This book constructs a contemporary doctrine of the immanent trinity in dialogue with Karl Barth's theology and a selected number of prominent contemporary theologians. For Paul Molnar, human freedom can be properly understood only in the light of God's freedom, and any understanding of the immanent Trinity that is not fashioned from the economic Trinitarian self-revelation will lead toward a dualistic, monistic or agnostic view of divine/human relations.

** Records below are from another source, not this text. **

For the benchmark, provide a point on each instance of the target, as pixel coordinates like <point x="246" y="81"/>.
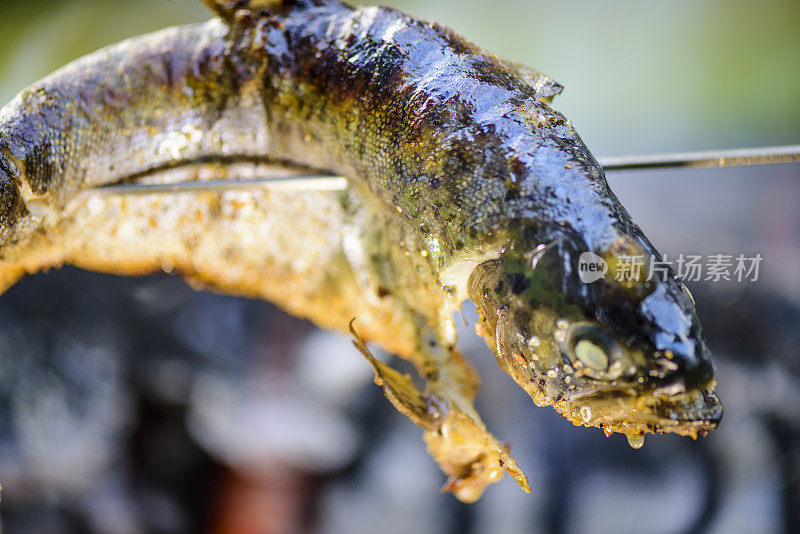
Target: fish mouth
<point x="693" y="413"/>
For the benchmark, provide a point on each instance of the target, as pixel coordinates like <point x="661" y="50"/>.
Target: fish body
<point x="463" y="183"/>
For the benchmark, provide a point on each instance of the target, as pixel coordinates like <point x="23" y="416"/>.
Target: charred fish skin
<point x="484" y="191"/>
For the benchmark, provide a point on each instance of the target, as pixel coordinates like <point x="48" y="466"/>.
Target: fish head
<point x="623" y="353"/>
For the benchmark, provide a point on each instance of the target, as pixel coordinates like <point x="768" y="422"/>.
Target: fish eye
<point x="595" y="352"/>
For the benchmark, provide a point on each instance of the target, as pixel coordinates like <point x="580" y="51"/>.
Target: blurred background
<point x="140" y="405"/>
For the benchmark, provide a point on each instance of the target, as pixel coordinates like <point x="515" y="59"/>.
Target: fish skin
<point x="457" y="164"/>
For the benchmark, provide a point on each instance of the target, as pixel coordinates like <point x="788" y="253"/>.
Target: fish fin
<point x="457" y="439"/>
<point x="226" y="9"/>
<point x="409" y="400"/>
<point x="544" y="86"/>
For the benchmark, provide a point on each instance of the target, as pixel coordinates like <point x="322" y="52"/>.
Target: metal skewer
<point x="711" y="159"/>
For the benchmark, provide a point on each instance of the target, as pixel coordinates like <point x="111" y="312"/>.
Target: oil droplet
<point x="635" y="440"/>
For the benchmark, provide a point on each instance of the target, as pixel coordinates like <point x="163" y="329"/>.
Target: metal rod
<point x="711" y="159"/>
<point x="288" y="183"/>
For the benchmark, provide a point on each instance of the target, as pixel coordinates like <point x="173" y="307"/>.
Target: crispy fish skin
<point x="464" y="183"/>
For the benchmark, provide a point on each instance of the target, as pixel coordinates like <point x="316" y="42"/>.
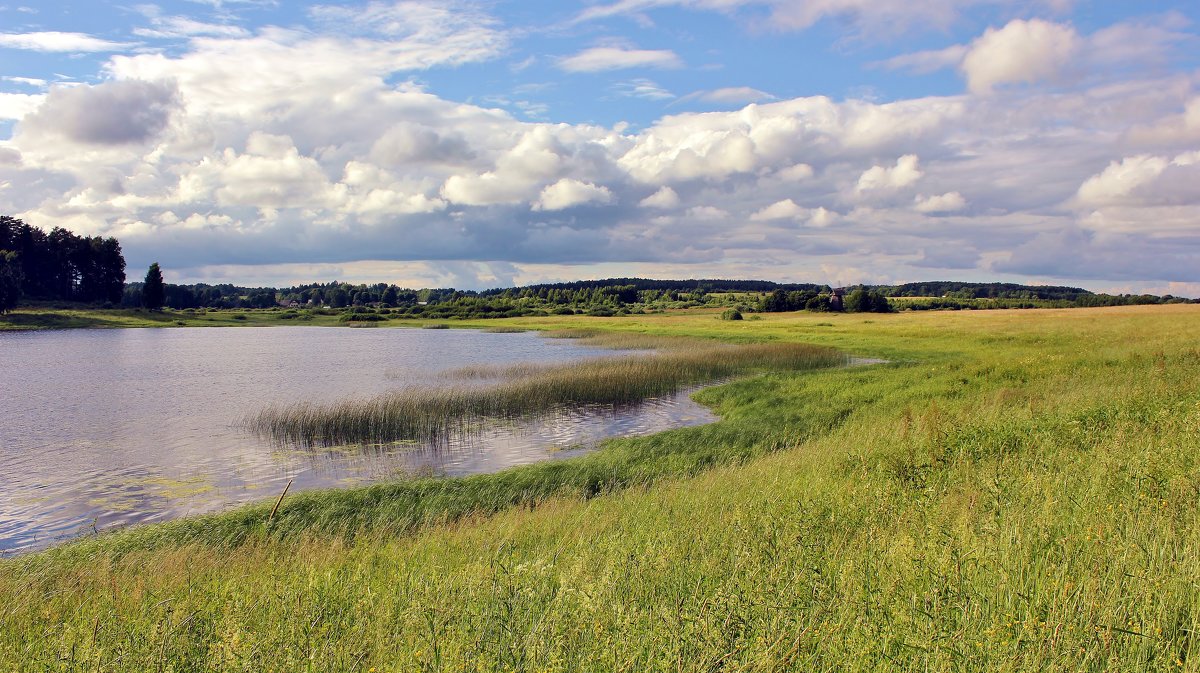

Therefore, any method that starts with experience and not explicitly the word of God revealed will be seen to threaten a proper perception of both divine and human freedom.
Molnar argues that a properly conceived contemporary doctrine of the immanent Trinity will enable theologians to say something positive about God and God's relations with us in history, without in any way making God dependent on history. In this book he analyzes and compares Karl Barth's view of the relationship between the immanent and economic Trinity with the views of other contemporary theologians in order to explore what a proper understanding of divine freedom should look like today, and how that view should develop in light of contemporary feminist and historicist approaches to the Trinity.
Molnar sets out to place the doctrine of the immanent Trinity firmly back on the agenda of the Christian doctrine of God, and does so to considerable effect. In conversation not only with Barth but with many contemporary proposals in Trinitarian theology, he makes a persuasive case for the centrality of the doctrine and against the perils that attend its neglect. This is an essay in Christian dogmatics of a high order, learned, intellectually powerful and spiritually engaged; it deserves to be widely read and discussed.
—John Webster, Lady Margaret Professor of Divinity, University of Oxford
Although Trinitarian doctrine has enjoyed great attention in recent theology, not all of it has been as careful or as considerate as one might hope. Now by drawing upon classical theologians like Barth, Aquinas and Torrance, who are deployed in an outstanding way, Paul Molnar separates the wheat from the chaff. Masterful, fully documented and trenchant, the result is perhaps the most important work on the Trinity to appear in the last 20 years.